A secretária de mulheres da CUT, Elaine Cutis, também lembrou do machismo inerente do governo federal, que começou sem nenhuma mulher entre os ministros de Estado. “No momento que vivemos, em ano eleitoral, é preciso pensar em uma representação comprometida com a extinção da desigualdade entre os gêneros, no fim do feminicídio e na dignidade de todas as mulheres”, conclamou.
Vozes do mundo
Línguas dos cinco continentes foram ouvidas no Largo Terreiro de Jesus. Apesar das diferenças econômicas e culturais, os problemas e as angústias acabam sendo parecidos.
A sindicalista da Central ELA, do País Basco, Espanha, Laura Gonzales, diz que a luta feminista é a mesma no mundo todo, para além das diferenças.
“A luta das mulheres é transversal e acaba fazendo parte de todas as outras lutas. No último 8 de março, realizamos uma grande greve de mulheres na Espanha e a adesão foi enorme, foi uma mobilização histórica. Isso é um indicador de que existe uma consciência cada vez mais forte de que o mundo não tem solução se não acabarmos com o capitalismo e o patriarcado que submetem as mulheres a estas condições”, afirmou Laura.
A transversalidade das pautas também foi citada pela ativista de direitos humanos e militante pela libertação do Saara Ocidental, Cheija Abdalahe. Seu país vive um conflito com o Marrocos, por independência, e sua luta por liberdade e identidade nacional é impactada diretamente pelo machismo.

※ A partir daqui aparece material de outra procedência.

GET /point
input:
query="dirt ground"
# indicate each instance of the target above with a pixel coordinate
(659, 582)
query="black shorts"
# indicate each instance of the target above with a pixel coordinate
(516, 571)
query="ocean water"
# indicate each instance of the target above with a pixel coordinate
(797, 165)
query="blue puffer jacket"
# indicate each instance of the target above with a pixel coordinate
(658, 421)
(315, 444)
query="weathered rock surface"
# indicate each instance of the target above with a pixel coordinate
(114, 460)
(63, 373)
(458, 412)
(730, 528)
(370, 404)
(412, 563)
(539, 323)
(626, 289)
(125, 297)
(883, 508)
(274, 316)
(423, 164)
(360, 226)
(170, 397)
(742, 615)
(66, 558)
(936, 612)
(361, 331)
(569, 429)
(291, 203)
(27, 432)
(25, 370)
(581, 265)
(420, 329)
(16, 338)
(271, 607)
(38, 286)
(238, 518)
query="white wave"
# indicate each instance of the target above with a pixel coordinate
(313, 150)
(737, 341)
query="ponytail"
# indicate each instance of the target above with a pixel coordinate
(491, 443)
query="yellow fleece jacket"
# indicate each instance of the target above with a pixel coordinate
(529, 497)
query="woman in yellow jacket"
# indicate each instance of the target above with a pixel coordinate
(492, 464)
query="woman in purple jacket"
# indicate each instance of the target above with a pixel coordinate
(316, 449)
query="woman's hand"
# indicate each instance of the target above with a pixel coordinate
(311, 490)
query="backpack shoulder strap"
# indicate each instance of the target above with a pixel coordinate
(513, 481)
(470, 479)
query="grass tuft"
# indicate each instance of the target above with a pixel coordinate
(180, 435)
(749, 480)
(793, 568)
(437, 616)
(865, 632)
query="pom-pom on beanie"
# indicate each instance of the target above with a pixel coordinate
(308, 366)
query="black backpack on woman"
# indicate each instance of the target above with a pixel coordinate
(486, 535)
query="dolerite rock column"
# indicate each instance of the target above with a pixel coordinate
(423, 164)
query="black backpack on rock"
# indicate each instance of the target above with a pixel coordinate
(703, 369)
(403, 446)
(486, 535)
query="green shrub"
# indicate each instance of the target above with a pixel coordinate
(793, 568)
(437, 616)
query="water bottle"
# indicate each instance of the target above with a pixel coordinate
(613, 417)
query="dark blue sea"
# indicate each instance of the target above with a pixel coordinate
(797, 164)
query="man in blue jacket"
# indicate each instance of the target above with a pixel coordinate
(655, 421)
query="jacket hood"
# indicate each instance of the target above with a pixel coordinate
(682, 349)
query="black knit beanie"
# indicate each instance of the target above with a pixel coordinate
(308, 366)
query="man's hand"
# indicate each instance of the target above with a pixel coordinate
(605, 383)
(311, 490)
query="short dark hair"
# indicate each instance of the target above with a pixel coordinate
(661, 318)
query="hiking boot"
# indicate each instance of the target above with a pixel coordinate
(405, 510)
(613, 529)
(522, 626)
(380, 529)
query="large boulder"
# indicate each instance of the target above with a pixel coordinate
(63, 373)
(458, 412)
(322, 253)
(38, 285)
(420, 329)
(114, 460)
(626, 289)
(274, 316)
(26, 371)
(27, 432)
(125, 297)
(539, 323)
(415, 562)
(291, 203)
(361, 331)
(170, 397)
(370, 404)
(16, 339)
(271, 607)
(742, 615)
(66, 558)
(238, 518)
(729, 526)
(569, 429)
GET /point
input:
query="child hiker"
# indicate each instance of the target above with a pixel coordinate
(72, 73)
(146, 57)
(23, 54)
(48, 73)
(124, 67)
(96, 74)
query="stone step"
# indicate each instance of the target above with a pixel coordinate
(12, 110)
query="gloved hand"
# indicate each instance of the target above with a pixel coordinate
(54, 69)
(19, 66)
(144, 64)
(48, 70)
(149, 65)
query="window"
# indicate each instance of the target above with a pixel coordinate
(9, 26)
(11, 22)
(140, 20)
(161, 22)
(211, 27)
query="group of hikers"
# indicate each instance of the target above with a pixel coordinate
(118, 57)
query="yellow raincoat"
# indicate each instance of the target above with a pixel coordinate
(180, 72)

“O sexismo tem diferentes formas. Na África, essas lutas são abertas, porque o machismo é muito mais literal, muito mais claro. No meu país, tenho de lutar até para ter meu lugar como membro ativo da sociedade, para poder ser uma ativista pelo Saara Ocidental. É uma luta contra o colonialismo e contra o patriarcado”, contou Cheija.